DPRD Surabaya menilai setiap ruas yang dibangun harus segera tersambung agar jalan tersebut bisa langsung dimanfaatkan dan memberikan dampak terhadap kelancaran lalu lintas.
Anggota Komisi C DPRD Surabaya sekaligus Ketua Fraksi PSI Josiah Michael mendukung percepatan pembangunan JLLB Surabaya.
Menurut dia, jalan tersebut memiliki peran penting untuk mengurangi beban lalu lintas dari kawasan utara, khususnya Teluk Lamong, menuju wilayah selatan Surabaya.
“Kami tentu dukung JLLB lebih karena bisa membantu mengurangi beban lalu lintas dari arah utara yaitu Teluk Lamong menuju ke selatan,” kata Josiah, Rabu (26/8).
Meski mendukung, Josiah meminta Pemkot Surabaya memperhatikan kesinambungan pembangunan.
Menurut dia, pembangunan bertahap bukan masalah selama jarak antar-ruas tidak terlalu jauh dan setiap bagian dapat segera terhubung.
“Pembangunan ini memang masih parsial, tapi kami harapkan jangan sepotong-sepotong jauh, saling jauh antara satu dengan yang lainnya,” ujarnya.
Ia menilai ruas yang telah selesai dibangun harus bisa segera digunakan masyarakat. Dengan begitu, manfaat pembangunan JLLB tidak harus menunggu seluruh proyek rampung.
“Kalau bisa memang dibuat jadi berurutan sehingga jalannya bisa benar-benar dimanfaatkan oleh warga,” tegasnya.
Salah satu proyek yang tengah dikerjakan Pemkot Surabaya pada 2026 adalah ruas Raya Sememi–Simpang Romokalisari sepanjang sekitar 1,65 kilometer. Ruas tersebut ditargetkan rampung pada Juli 2027.

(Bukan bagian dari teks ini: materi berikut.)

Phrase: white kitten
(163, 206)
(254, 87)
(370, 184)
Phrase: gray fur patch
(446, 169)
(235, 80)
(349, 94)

Secara keseluruhan, JLLB diproyeksikan menjadi salah satu jalur penting di Surabaya Barat.
Jalan tersebut akan menghubungkan sejumlah kawasan, mulai Sememi, Gelora Bung Tomo (GBT), hingga Teluk Lamong.
Kehadiran JLLB juga diharapkan dapat menyediakan jalur alternatif bagi kendaraan berat dan angkutan logistik.
Dengan begitu, tekanan kendaraan di sejumlah jalan arteri dalam kota dapat dikurangi.
Namun, Josiah mengingatkan pembangunan konektivitas Surabaya Barat tidak cukup hanya mengandalkan JLLB.
Pemkot juga perlu memperhatikan jaringan jalan lain yang menjadi pendukung, termasuk Jalan Lingkar Dalam Barat (JLDB).
Menurut dia, JLDB saat ini juga menghadapi persoalan kemacetan. Kondisi tersebut perlu menjadi perhatian karena sejumlah bagian trase berada di kawasan lahan milik pengembang dengan ruang jalan yang relatif terbatas.
“Bukan hanya JLLB yang dikerjakan, tetapi JLDB ini kan memang PR karena lahannya banyak di daerah developer dan relatif lebih sempit. Ini harus diperhatikan oleh Pemkot supaya juga dikerjakan karena sekarang juga macet sekali kan untuk JLDB-nya,” pungkas Josiah.